“不清楚。”顾寒川说,“目前查到的东西都是商业上的,但他手下那摊子事,恐怕不只是做生意那么简单。”
温苒想起关逸飞说的那个仓库,心里沉了一下。
正说著,管家陈宇端了茶点过来。
兰朵从果盘里拿了个橘子,剥开吃了两瓣,忽然看了温苒一眼。
“顾寒川送你的那条项炼呢?”
温苒愣了一下,没想到她会突然问这个。
“在房间。”她说。
兰朵把剩下几瓣橘子塞进嘴里,语气隨意:“以后出门戴著,別摘。”
温苒不解地看著她。
兰朵抽了张纸巾擦手,漫不经心地说:“那里面装了定位器。有它在,你出什么事我们至少知道你在哪。”
温苒怔了一下,下意识摸了摸脖子上空荡荡的位置。
项炼她只在第一天戴了一下,之后就收起来了。
“什么时候装的?”她转头看向顾寒川。
顾寒川正在倒水,手指顿了一下,表情倒是坦然:“在海城那段时间装的。”
他当时没告诉她,是不想她多想。
现在兰朵直接说破了,他也懒得再瞒。
温苒没说什么,起身上楼。
陆北辰凑到顾寒川耳边,压低声音:“嫂子会不会生气?”
顾寒川端著水杯没动:“生不生气她都戴著。”
兰朵嘴角弯了一下,“她知道你是好心,她又不是不识好歹的人。”
几分钟后温苒从楼上下来,脖颈间多了一条细细的链子,吊坠贴著锁骨,银色的光泽在灯光下闪了一下。

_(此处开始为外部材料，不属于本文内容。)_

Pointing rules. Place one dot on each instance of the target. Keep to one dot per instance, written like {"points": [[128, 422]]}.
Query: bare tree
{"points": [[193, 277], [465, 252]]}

她走回沙发上坐下,端起水杯喝了一口,脸上没什么表情。
兰朵看了一眼那条项炼,嘴角勾起来:“这就对了。”
顾寒川握著水杯的手指微微收紧,眼底的神色鬆了几分。
徐慧如打来电话的时候,温苒正坐在客厅看资料。
手机屏幕上那个备註跳出来,她愣了一下。
自从上次医院那出戏之后,徐慧如再没联繫过她。
她接起来,那头沉默了两秒。
“你……最近怎么样?”徐慧如的声音不太自然,像在硬找话题。
温苒表情微妙:“挺好的。”
又是几秒沉默,电话那头隱约有电视断断续续的声音。
“注意身体。”徐慧如说完这句,直接掛了。
温苒拿著手机,半天没反应过来。
兰朵从果盘里拿了颗葡萄,慢悠悠地嚼著:“你那个前婆婆?”
温苒点了下头。
“听说她对你有意见。”兰朵又拿了一颗,“主动联繫你是想和好?太阳打西边出来了?”
温苒把手机放下,语气平淡:“不知道。可能閒的吧。”
她没多想。
徐慧如这个人她太了解了,今天一个样明天又一个样,认真计较只会给自己添堵。
兰朵耸了耸肩。
傍晚,顾寒川下班回来,手里拎著超市的塑胶袋,里面装著菜。
陆北辰从厨房探出头,手里还拿著锅铲,朝温苒喊了一句:“嫂子,今天寒川下厨。”
温苒以为自己听错了。
她走到厨房门口,看见顾寒川繫著围裙,手里拿著锅铲,面前灶台上放著切好的菜,砧板上还沾著菜叶。
他表情不太自在,耳根有点红。
“你还会做菜?”温苒靠在门框上。